Spot received 32 complaints.

The advertising watchdog has banned an ad for a Quorn product claiming it could help reduce a person's carbon footprint.

The film for Quorn Thai Wonder Grains aired in April and received 32 complaints. It shows a woman eating the product at her office desk who says: "Quorn Thai Wonder Grains is a step in the right direction because it helps us reduce our carbon footprint and that's got to be good."

On screen, text added: "Quorn Wonder Grains. Awarded carbon reduction footprint certification by the Carbon Trust for the full life cycle of the product. See Quorn.co.uk/TV for details."

It was made by Mawhinney Collins and produced by Outsider and Shaw Productions.

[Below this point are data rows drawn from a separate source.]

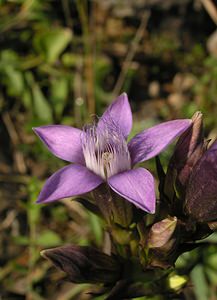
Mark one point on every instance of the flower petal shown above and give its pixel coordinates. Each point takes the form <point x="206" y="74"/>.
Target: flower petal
<point x="120" y="113"/>
<point x="152" y="141"/>
<point x="137" y="186"/>
<point x="69" y="181"/>
<point x="63" y="141"/>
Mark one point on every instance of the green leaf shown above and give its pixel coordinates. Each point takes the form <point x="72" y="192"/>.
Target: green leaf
<point x="52" y="43"/>
<point x="41" y="106"/>
<point x="96" y="228"/>
<point x="200" y="283"/>
<point x="59" y="93"/>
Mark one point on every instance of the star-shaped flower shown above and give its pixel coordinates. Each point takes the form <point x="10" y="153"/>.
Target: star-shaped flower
<point x="100" y="153"/>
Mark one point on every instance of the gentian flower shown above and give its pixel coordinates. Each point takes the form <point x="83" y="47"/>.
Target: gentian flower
<point x="100" y="153"/>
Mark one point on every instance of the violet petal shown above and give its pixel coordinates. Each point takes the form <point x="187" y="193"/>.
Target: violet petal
<point x="63" y="141"/>
<point x="69" y="181"/>
<point x="120" y="113"/>
<point x="137" y="186"/>
<point x="152" y="141"/>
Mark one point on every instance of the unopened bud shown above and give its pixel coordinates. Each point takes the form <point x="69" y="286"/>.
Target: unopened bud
<point x="201" y="194"/>
<point x="161" y="232"/>
<point x="84" y="264"/>
<point x="189" y="149"/>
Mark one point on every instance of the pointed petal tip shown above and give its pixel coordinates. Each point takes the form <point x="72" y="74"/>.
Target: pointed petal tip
<point x="62" y="141"/>
<point x="72" y="180"/>
<point x="150" y="142"/>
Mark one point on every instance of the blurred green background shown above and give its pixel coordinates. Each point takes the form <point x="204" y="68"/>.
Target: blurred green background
<point x="63" y="62"/>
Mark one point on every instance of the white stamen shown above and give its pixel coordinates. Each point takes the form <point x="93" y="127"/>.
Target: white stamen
<point x="105" y="150"/>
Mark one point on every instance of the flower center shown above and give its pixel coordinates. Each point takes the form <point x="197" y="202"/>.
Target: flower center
<point x="105" y="150"/>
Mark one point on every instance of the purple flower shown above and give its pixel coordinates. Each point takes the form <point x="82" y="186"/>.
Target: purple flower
<point x="100" y="153"/>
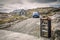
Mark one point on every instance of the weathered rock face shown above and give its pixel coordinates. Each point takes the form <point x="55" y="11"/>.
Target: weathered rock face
<point x="56" y="22"/>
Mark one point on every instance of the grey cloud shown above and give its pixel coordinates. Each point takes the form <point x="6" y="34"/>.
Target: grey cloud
<point x="10" y="1"/>
<point x="43" y="1"/>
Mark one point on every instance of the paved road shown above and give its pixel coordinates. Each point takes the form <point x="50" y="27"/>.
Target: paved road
<point x="30" y="27"/>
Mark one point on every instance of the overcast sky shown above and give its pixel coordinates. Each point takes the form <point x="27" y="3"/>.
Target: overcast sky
<point x="26" y="4"/>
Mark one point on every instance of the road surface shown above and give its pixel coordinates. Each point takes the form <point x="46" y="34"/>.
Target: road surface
<point x="30" y="27"/>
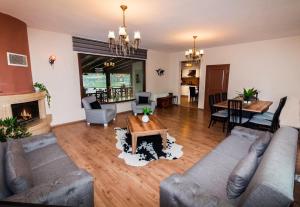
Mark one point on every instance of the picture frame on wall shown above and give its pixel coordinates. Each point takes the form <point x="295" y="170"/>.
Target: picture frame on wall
<point x="15" y="59"/>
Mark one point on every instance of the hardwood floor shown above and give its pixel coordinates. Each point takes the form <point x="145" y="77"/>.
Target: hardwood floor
<point x="184" y="101"/>
<point x="117" y="184"/>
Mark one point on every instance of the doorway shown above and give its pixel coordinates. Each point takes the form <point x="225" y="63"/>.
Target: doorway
<point x="217" y="77"/>
<point x="189" y="88"/>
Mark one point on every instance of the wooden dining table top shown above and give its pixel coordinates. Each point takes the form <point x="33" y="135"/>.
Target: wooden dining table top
<point x="254" y="107"/>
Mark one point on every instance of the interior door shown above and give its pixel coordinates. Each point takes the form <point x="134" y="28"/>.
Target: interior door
<point x="217" y="77"/>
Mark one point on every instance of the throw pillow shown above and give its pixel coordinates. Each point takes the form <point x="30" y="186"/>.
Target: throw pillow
<point x="261" y="144"/>
<point x="241" y="175"/>
<point x="95" y="105"/>
<point x="18" y="171"/>
<point x="143" y="99"/>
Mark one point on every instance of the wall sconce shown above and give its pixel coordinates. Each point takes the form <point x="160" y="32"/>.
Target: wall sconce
<point x="52" y="59"/>
<point x="160" y="72"/>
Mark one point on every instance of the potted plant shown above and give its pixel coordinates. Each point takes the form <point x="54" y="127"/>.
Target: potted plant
<point x="11" y="129"/>
<point x="147" y="111"/>
<point x="40" y="87"/>
<point x="249" y="94"/>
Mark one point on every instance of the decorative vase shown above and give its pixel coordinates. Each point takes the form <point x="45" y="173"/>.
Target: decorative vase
<point x="37" y="89"/>
<point x="145" y="118"/>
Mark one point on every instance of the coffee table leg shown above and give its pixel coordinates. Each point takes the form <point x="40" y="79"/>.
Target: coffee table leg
<point x="133" y="141"/>
<point x="164" y="139"/>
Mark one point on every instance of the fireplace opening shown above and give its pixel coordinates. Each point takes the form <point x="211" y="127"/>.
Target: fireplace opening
<point x="26" y="112"/>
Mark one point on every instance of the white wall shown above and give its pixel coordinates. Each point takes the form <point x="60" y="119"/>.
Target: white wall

The complainants questioned whether the product could help a person's carbon footprint and whether claims about a beneficial effect on climate change were misleading.

Quorn owner Marlow Foods' response said that Thai Wonder Grains was certified by the Carbon Trust as "cradle to grave" for its full lifecycle.

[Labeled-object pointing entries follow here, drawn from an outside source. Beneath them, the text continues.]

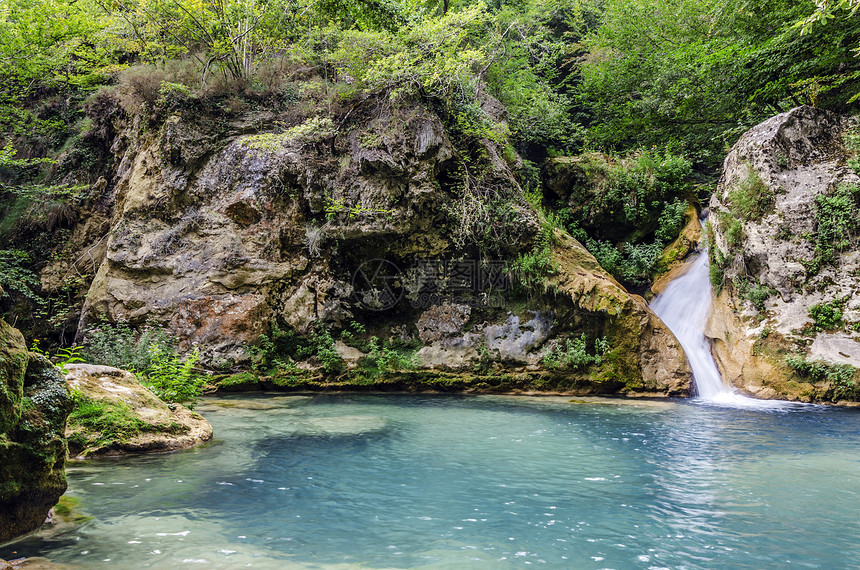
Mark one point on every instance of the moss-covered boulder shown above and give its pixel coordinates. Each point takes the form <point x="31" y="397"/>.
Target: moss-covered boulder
<point x="34" y="405"/>
<point x="116" y="415"/>
<point x="785" y="253"/>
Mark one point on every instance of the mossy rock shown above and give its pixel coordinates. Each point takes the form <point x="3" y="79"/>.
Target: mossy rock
<point x="34" y="404"/>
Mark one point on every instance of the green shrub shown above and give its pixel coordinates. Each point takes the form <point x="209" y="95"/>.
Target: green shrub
<point x="148" y="352"/>
<point x="671" y="221"/>
<point x="754" y="292"/>
<point x="533" y="267"/>
<point x="15" y="275"/>
<point x="120" y="345"/>
<point x="751" y="199"/>
<point x="838" y="225"/>
<point x="839" y="375"/>
<point x="382" y="359"/>
<point x="173" y="379"/>
<point x="281" y="346"/>
<point x="827" y="316"/>
<point x="573" y="355"/>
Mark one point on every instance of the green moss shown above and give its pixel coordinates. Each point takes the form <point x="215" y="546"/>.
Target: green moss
<point x="97" y="423"/>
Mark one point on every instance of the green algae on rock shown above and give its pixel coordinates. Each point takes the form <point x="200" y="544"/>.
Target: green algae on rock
<point x="116" y="415"/>
<point x="34" y="404"/>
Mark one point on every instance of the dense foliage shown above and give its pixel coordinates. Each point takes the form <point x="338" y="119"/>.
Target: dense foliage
<point x="657" y="88"/>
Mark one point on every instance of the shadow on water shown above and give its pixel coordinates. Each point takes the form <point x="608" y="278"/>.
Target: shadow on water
<point x="418" y="481"/>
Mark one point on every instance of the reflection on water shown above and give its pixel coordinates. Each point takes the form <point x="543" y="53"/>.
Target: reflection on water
<point x="452" y="482"/>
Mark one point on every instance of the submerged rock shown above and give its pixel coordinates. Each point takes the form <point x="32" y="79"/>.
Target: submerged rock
<point x="34" y="404"/>
<point x="117" y="415"/>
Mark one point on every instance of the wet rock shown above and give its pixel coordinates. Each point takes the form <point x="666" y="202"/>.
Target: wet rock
<point x="161" y="427"/>
<point x="34" y="404"/>
<point x="442" y="321"/>
<point x="794" y="157"/>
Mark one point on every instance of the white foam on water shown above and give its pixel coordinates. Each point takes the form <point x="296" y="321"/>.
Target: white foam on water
<point x="684" y="305"/>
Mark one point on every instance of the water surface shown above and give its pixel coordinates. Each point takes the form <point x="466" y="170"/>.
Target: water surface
<point x="456" y="482"/>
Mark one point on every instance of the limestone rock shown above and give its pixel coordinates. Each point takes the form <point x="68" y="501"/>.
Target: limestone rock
<point x="795" y="156"/>
<point x="214" y="233"/>
<point x="34" y="404"/>
<point x="164" y="427"/>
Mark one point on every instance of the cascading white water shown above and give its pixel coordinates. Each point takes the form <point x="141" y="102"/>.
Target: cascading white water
<point x="684" y="306"/>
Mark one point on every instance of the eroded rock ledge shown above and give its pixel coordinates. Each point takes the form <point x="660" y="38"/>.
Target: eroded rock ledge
<point x="766" y="242"/>
<point x="151" y="426"/>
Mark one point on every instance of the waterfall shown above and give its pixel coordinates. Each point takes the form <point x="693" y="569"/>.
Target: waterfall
<point x="684" y="306"/>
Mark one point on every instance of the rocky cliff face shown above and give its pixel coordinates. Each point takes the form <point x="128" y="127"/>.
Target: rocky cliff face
<point x="34" y="405"/>
<point x="785" y="251"/>
<point x="216" y="232"/>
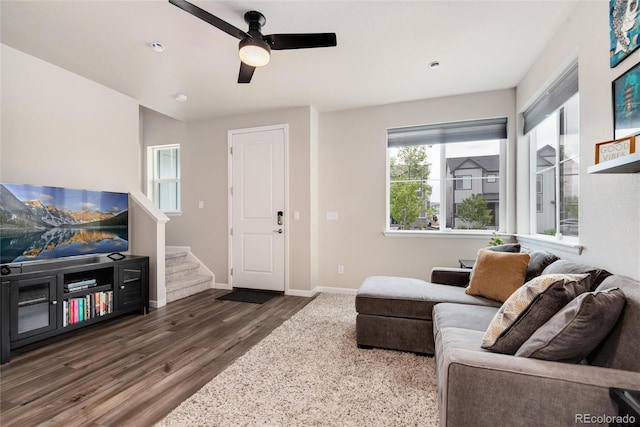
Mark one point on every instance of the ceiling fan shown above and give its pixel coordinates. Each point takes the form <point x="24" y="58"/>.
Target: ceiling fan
<point x="255" y="49"/>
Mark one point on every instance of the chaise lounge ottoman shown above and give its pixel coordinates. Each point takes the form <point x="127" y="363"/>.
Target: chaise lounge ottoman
<point x="395" y="312"/>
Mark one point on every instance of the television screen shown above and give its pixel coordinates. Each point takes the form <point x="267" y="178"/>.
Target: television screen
<point x="38" y="223"/>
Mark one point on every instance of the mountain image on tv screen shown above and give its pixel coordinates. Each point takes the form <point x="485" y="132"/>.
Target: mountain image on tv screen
<point x="38" y="222"/>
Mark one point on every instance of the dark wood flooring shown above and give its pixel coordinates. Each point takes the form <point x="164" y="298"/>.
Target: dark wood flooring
<point x="133" y="370"/>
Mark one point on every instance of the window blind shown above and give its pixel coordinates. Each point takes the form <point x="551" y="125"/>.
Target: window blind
<point x="471" y="130"/>
<point x="563" y="88"/>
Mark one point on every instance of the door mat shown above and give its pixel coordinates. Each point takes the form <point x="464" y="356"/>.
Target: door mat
<point x="249" y="295"/>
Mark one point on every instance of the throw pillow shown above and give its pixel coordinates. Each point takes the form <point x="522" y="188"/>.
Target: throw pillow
<point x="495" y="275"/>
<point x="507" y="247"/>
<point x="529" y="308"/>
<point x="538" y="262"/>
<point x="564" y="266"/>
<point x="572" y="333"/>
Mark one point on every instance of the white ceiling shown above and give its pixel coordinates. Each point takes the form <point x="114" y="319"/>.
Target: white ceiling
<point x="383" y="53"/>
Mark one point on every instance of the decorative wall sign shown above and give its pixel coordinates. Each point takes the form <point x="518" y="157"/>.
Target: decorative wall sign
<point x="624" y="19"/>
<point x="610" y="150"/>
<point x="626" y="103"/>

It added that, as this is a new product, there is no recertification figure, but by signing up to the carbon footprint protocol the company had a continued commitment to reduce carbon emission on the product – meaning that over time the product would help people reduce their carbon footprint.

However, the Advertising Standards Authority said that this was not clear in the spot. The body said: "Viewers would interpret the claim as a comparison against one or more other, similar, products, such that by choosing to buy a Quorn Thai Wonder Grains pot over a different product, consumers could reduce their carbon footprint immediately.

"In addition, we noted that, because the Thai Wonder Grains pot was a new product, it was not possible to demonstrate a reduction in its footprint, and the certification for that product related only to Quorn's commitment to reduce the footprint over time. We did not consider this was clear from the ad."

Quorn began marketing itself on its sustainability credentials in January, having previously used mainly health-focused messaging. 

Earlier this month, the brand appointed Adam & Eve/DDB to its global creative account.